Por la tarde mi buen Agustín (siempre gracias, buen amigo) nos ofreció -él no podía ir- dos entradas maravillosas para, en el mismo recinto que a la mañana, ver a la Orquesta Sinfónica de San Francisco, al Orfeón Donostiarra y Michael TilsonThomas a la batuta. Y todos juntos la 2ª de Malher. Como cualquier comparación sobra, algo como mediar entre lo normalito y lo extraordinario, solo diré que esta vez el idiota del móvil no ejerció de solista. Miguel, que de acomodador le han pasado a portero, nos señalo perspicaz si nos habíamos hecho un ciclo Malher personalizado. Bien sabe mi buen amigo que antes de la 2ª y la 3ª, habíamos pasado por allí a vernos una 4ª (con Elisa y Alfonso, ¡Bravo!) y una 7ª llena de cencerros. (La Canción de La Tierra me sigue pareciendo insoportable, qué quieren qué les diga, ya lo sé.., y aunque también estuvo en los programas no fuimos.)
Ayer fue la 5ª. Aprovechando que las entradas estaban a 1,2 y 3 euros y en previsión a que se agotasen hice un barrido por email entre amigos y alumnos a ver quién se apuntaba. También compré 15 para la familia: en total 40 entradas. Y como no me quiero andar con tonterías diré que respondió a la llamada quien le pareció pertinente, vino quien quiso venir, faltó quien quiso faltar, y hubo hasta quien acudió sin ser llamado ni conocido, y en viendo que me sobraban entradas también pasó. En el fondo nada que no me figurara y nada que no me temiese.

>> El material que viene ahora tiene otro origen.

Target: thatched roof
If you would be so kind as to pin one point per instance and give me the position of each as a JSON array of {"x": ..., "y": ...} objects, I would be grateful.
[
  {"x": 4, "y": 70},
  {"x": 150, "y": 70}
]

Y otra vez la ONE y Pons. Con un primer movimiento y un cuarto (el famosísimo) excelentes. El resto un tanto confuso, quizá hubieran sido necesarios más ensayos. De todas maneras lo que está haciendo el catalán con la ONE va siendo de medalla al mérito. Y -me cago en mis muelas- el idiota del móvil en el adagietto: será hijo de puta...
El domingo que viene la JONDE (Joven Orquesta Nacional de España) a las 19:30 nos van a tocar El amor brujo de Falla y la 4ª de Malher, en la Sala de Cámara. Ha habido bofetadas para conseguir sitio. Me llevé las últimas 30 localidades. Ya las he repartido. Y, por supuesto, sólo a quiénes han querido merecérselas.